Exploração da mata litorânea, onde encontrávamos o lagarto preto tejuaçu, cotias, mangabeiras, guajiru. Pássaros lindos, que estão rareando. E saguis, bandos de saguis, fazendo macaquices.

Noites aconchegantes em torno de uma fogueira, histórias curiosas, piadas muito engraçadas. Clima de camaradagem por parte de todos. Ou quase.

Esses eram os nossos acampamentos, de tão gostosos que eram, ainda é uma lembrança muito recente nessas quase cinco décadas.

Geralmente, éramos casais completos, mas em um desses acampamentos a namorada de Jaime levou sua prima, lá de Piancó. Boa menina, porém muito tímida e acanhada, e pouco à vontade na Capital. Não usava biquínis, somente maiôs completos. Ah, sim, um detalhe: ela só raspava as pernas até os joelhos, mantendo as coxas cabeludas. O que fazia uma figura esquisita, quando ficava de short.

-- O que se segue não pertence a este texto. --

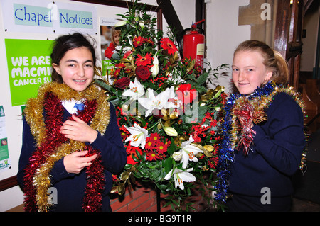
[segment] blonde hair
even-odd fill
[[[272,50],[266,43],[250,40],[240,43],[234,55],[239,51],[259,51],[264,58],[263,64],[272,71],[270,80],[279,84],[285,84],[289,80],[289,68],[287,61],[277,51]]]

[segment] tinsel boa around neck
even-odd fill
[[[65,111],[61,101],[71,99],[85,101],[85,108],[78,117],[92,129],[103,135],[109,124],[110,103],[104,92],[95,85],[91,84],[83,91],[76,91],[55,82],[39,88],[38,96],[28,101],[23,111],[37,147],[25,169],[26,211],[48,210],[48,189],[51,186],[52,168],[63,157],[81,150],[87,150],[88,156],[98,154],[92,164],[86,168],[87,179],[82,208],[85,211],[97,211],[101,208],[105,176],[100,152],[85,142],[67,139],[60,132]]]
[[[244,154],[250,154],[250,146],[255,132],[252,123],[258,124],[267,120],[265,110],[273,101],[273,97],[280,93],[286,93],[302,108],[304,113],[304,103],[300,94],[291,86],[284,87],[273,82],[268,82],[259,87],[251,95],[231,94],[222,111],[223,120],[220,132],[222,140],[219,148],[219,161],[217,173],[217,193],[215,199],[225,203],[228,198],[230,165],[233,162],[234,150],[242,147]],[[305,154],[302,154],[301,166],[304,165]]]

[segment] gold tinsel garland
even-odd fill
[[[267,120],[267,116],[265,113],[265,110],[270,106],[271,103],[272,103],[274,96],[280,93],[285,93],[292,97],[292,98],[298,103],[298,105],[302,108],[304,115],[305,115],[304,104],[302,98],[299,93],[294,91],[292,86],[282,87],[274,86],[274,91],[268,96],[256,96],[250,100],[246,96],[240,96],[237,99],[235,103],[235,106],[233,109],[233,117],[231,121],[232,129],[230,131],[230,141],[233,149],[235,149],[239,140],[239,123],[237,120],[237,116],[235,115],[235,114],[234,114],[234,111],[241,109],[242,106],[245,105],[245,103],[250,104],[253,108],[253,122],[255,124]],[[304,167],[305,160],[306,154],[304,153],[302,154],[301,160],[300,169],[302,169]]]
[[[34,136],[37,146],[46,140],[46,128],[43,119],[43,101],[46,93],[52,92],[61,101],[75,99],[76,101],[96,99],[97,109],[90,127],[102,135],[110,121],[110,103],[104,92],[94,84],[91,84],[84,91],[76,91],[65,84],[55,82],[45,84],[38,90],[38,96],[28,101],[24,113],[26,120],[30,125],[31,131]],[[85,142],[69,139],[70,142],[57,147],[54,154],[48,156],[45,164],[39,166],[33,176],[33,184],[36,188],[36,202],[39,211],[46,211],[48,204],[48,189],[50,186],[51,169],[58,160],[74,152],[83,150]]]

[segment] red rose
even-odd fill
[[[119,89],[124,89],[130,84],[130,79],[128,77],[121,78],[114,82],[114,86]]]
[[[138,66],[136,68],[136,74],[139,79],[146,81],[151,74],[149,68],[145,66]]]

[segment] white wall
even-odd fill
[[[239,6],[249,4],[249,0],[211,0],[207,3],[207,58],[215,68],[222,64],[230,67],[233,51],[241,42],[250,38],[250,26],[238,26]],[[217,84],[230,88],[231,69],[228,77],[221,77]]]
[[[189,28],[195,21],[196,0],[171,0],[183,28]],[[86,4],[68,0],[56,0],[56,2]],[[143,0],[142,2],[156,5],[156,0]],[[213,67],[221,64],[232,64],[233,50],[242,41],[250,39],[250,26],[238,25],[238,8],[247,5],[249,0],[207,0],[207,60]],[[0,0],[1,3],[1,0]],[[97,6],[99,17],[116,17],[115,14],[122,11],[110,6]],[[0,4],[0,20],[3,21],[2,8]],[[124,12],[127,11],[124,9]],[[164,18],[163,29],[166,30],[167,23]],[[5,55],[4,38],[47,39],[53,40],[56,34],[38,34],[22,33],[6,33],[4,25],[0,23],[0,105],[3,105],[6,113],[6,132],[11,169],[0,172],[0,180],[16,174],[18,161],[21,147],[22,123],[20,120],[21,106],[12,107],[9,87],[8,69]],[[97,38],[100,40],[99,38]],[[229,71],[230,75],[231,70]],[[228,91],[230,77],[220,78],[217,84],[224,85]],[[23,203],[23,193],[18,186],[0,192],[0,211],[6,211]]]

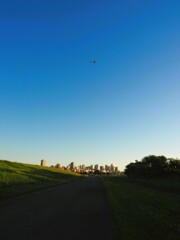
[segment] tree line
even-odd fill
[[[141,161],[135,160],[125,168],[125,174],[133,177],[165,177],[180,172],[180,160],[165,156],[149,155]]]

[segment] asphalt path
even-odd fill
[[[116,240],[99,177],[0,202],[1,240]]]

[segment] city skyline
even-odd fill
[[[42,167],[46,167],[47,160],[42,159],[40,162],[40,165]],[[56,163],[55,165],[50,165],[47,167],[52,167],[52,168],[57,168],[57,169],[62,169],[62,170],[67,170],[67,171],[72,171],[72,172],[77,172],[77,173],[84,173],[84,172],[96,172],[96,171],[100,171],[100,172],[104,172],[104,173],[120,173],[122,171],[120,171],[120,169],[118,168],[118,166],[114,166],[113,163],[111,163],[111,165],[99,165],[99,164],[91,164],[86,166],[85,164],[82,165],[76,165],[75,162],[71,162],[69,163],[67,166],[64,166],[61,163]]]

Coincide que Jaime levou seu grande amigo Wilson. Como eu disse lá em cima, era realmente uma figura fidagal. Sempre participativo, muito bem humorado, porém um humor muito educado. Um verdadeiro cavalheiro.

Não deu outra coisa: o tempo todo as meninas queriam fazer o namoro de Wilson com Maria dos Remédios. Wilson aceitou aquilo com a maior naturalidade, demonstrando estar gostando da brincadeira. Tratava a menina muito bem, sempre gentil e deferente para com ela. Porém…

Remédios reagia da pior forma possível, rejeitando com veemência exagerada as abordagens cordiais de Wilson. E Wilson insistia em cortejá-la, mesmo sem correspondência. Até que uma noite mágica aconteceu.

Estávamos todos em torno da fogueira, depois do jantar, ouvindo a boa música de uma fita cassete no gravador que David havia levado. A conversa derivou para o lirismo dos quadros de Hermano José, que pintou diversas praias do nosso litoral, especialmente a ponta do Cabo Branco, e que era quase que um roteiro para os nossos acampamentos. Wilson declamou, então, alguns versos de Vinícius de Moraes, olhando para Remédios. Foi aplaudido por todos, com exceção de Remédios, que o chamou de “leso.”

Silêncio gélido, que foi quebrado pela voz barítona e elegante de Wilson, que delicadamente disse, apontando as coxinhas da moça: “Minha filha, sabe o que eu mais gosto em você? É essa sua bermudinha de macaco!”.

Maria dos Remédios mergulhou em sua barraca, não mais saindo até irmos todos embora, dois dias depois. E nunca mais encontramos Wilson, para relembrar um momento de tanta ternura explícita.